L’administration de George W. Bush était déterminée à conquérir l’Afghanistan afin de sécuriser une route pour les oléoducs reliant l’Asie centrale à la mer d’Arabie. Bush n’avait aucune idée de tout cela, mais son secrétaire à la Défense d’extrême droite, Dick Cheney, était avide de pétrole et détestait le mouvement de résistance afghan, les talibans, qui refusaient d’obéir aux ordres de la Maison Blanche.
Cheney a décidé d’envahir l’Afghanistan. Le 11 septembre était, bien sûr, son excuse parfaite, quels que soient les faits. Les Afghans sont devenus le souffre-douleur des bavures flagrantes de Washington pendant la période du 11 septembre. Le président pakistanais Musharraf m’a raconté que Washington avait menacé de « nous bombarder jusqu’à l’âge de pierre » si le Pakistan n’autorisait pas les forces américaines à attaquer l’Afghanistan à partir du Pakistan. Il a cédé.
Les médias américains ont amplifié la guerre des mensonges contre l’Afghanistan et Oussama Ben Laden. Après le 11 septembre, j’étais le principal commentateur de CNN sur l’Afghanistan. À l’époque, peu d’Américains savaient quoi que ce soit sur ce pays lointain et mystérieux – sauf moi.
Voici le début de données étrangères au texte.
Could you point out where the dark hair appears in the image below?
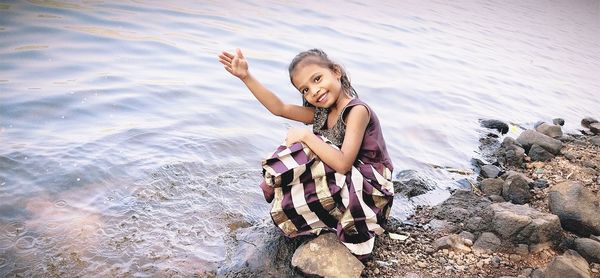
[288,48,358,107]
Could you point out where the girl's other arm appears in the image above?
[219,48,314,124]
[287,105,369,174]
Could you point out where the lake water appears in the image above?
[0,0,600,276]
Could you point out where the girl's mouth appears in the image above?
[317,92,329,102]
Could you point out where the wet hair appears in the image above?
[288,48,358,107]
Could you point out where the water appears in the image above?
[0,0,600,276]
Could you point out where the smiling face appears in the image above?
[292,63,342,108]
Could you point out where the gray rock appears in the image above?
[393,170,436,198]
[473,232,502,253]
[517,129,562,155]
[481,164,502,178]
[527,144,554,161]
[590,136,600,146]
[490,202,561,244]
[575,238,600,263]
[292,233,365,277]
[217,223,301,277]
[581,117,598,128]
[479,120,508,134]
[535,123,562,138]
[590,123,600,135]
[479,178,504,196]
[432,234,472,252]
[544,250,591,278]
[502,173,531,204]
[548,181,600,237]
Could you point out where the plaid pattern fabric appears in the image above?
[261,137,394,255]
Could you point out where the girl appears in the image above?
[219,49,394,259]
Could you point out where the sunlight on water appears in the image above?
[0,0,600,277]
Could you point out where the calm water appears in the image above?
[0,0,600,276]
J’étais avec tous les hauts dirigeants de la résistance afghane et avec les Talibans lorsqu’ils ont été formés pour mettre fin aux attaques des forces communistes, arrêter la production d’opium et protéger les femmes afghanes contre les viols à grande échelle.
La grande télévision américaine a décidé de qualifier la résistance afghane de « terroriste ». J’ai refusé d’utiliser cette terminologie malhonnête créée par Israël pour délégitimer les Palestiniens. J’ai refusé de répéter la propagande anti-afghane véhiculée par la télévision américaine. J’ai qualifié de faux tous les extraits de films dans lesquels Ben Laden était censé bénir les attentats du 11 septembre. Ils étaient produits par les communistes afghans, les alliés du moment de l’Amérique.
Comme on pouvait s’y attendre, j’ai été exclu de CNN, qui m’a mis sur sa liste noire. Selon un producteur de CNN, la Maison Blanche de Bush a appelé CNN et a ordonné que je sois retiré de l’antenne.
Ben Laden est devenu la figure emblématique des mauvais musulmans et le souffre-douleur de toutes les erreurs commises par Washington dans ses nouvelles guerres coloniales dans le monde musulman.
Oussama ben Laden voulait que l’influence lourde des États-Unis soit expulsée du monde musulman. Il a échoué. Il a été assassiné comme un gangster au Pakistan en 2011 par un commando américain. À l’époque, le soi-disant « terroriste le plus dangereux du monde » vivait une retraite paisible au Pakistan.
Les vrais coupables du 11 septembre n’ont jamais été révélés.